The natural soil structure can be strongly modified and generate heterogeneities during wetting and drying processes. This significantly affects the transfer of fluids and nutrients between the atmosphere, the subsoil, the hydrosphere and the biosphere. Experimental observations on a Cutanic Luvisol from agricultural field in Gembloux, Belgium, by using X-ray microtomography coupled with 3D image analysis have shown the cracking phenomenon occurring and leading to preferential flows in the soil sample during a drainage process. In order to better understand the impact of cracks on the behaviour of this soil type, in this study, we have proposed a numerical modelling of soil evaporation process by using the constitutive models implemented in the finite element code LAGAMINE. Considering that the soil we study is a loamy soil, we have chosen to fit the dual model of Durner (Durner, 1994) for the water retention capacity.
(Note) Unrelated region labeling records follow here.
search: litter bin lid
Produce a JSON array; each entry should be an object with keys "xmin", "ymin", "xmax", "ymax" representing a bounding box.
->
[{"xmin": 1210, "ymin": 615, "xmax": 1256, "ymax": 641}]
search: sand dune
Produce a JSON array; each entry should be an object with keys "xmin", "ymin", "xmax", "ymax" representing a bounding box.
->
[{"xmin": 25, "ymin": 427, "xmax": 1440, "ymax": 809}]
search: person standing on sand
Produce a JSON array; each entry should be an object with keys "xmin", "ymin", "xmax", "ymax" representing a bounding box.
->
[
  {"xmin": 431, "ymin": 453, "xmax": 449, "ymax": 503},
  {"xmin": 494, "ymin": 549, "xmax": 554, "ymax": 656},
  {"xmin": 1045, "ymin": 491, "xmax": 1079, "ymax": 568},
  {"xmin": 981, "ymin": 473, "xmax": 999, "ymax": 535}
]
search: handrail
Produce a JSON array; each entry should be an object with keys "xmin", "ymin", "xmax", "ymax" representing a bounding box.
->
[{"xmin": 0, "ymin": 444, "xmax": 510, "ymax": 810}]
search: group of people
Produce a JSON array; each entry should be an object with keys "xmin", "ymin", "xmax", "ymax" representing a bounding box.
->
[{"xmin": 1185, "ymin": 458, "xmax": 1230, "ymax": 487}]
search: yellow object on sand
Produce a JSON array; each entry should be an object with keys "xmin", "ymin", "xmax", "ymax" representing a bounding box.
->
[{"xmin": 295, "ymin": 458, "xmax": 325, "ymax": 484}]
The drying kinetics is modelled using the boundary layer model (Gerard et al., 2010), assuming that the vapour and heat transfers take place in a boundary layer at the surface of the porous medium. The embedded fracture model is chosen to represent the development of the fractures in porous medium in which fracture opening is activated by a threshold strain parameter (Olivella et Alonso, 2008). The results obtained have shown that an increase in permeability in the fracture zones makes the permeability tensor anisotropic up to one order and thus strongly modifies the drying kinetics of the soil core (e.g., evaporation rate). The results also have suggested that using a simple concept of cracking development, a continuum model is capable of modelling preferential flows developed in a fractured porous medium such as agricultural soil.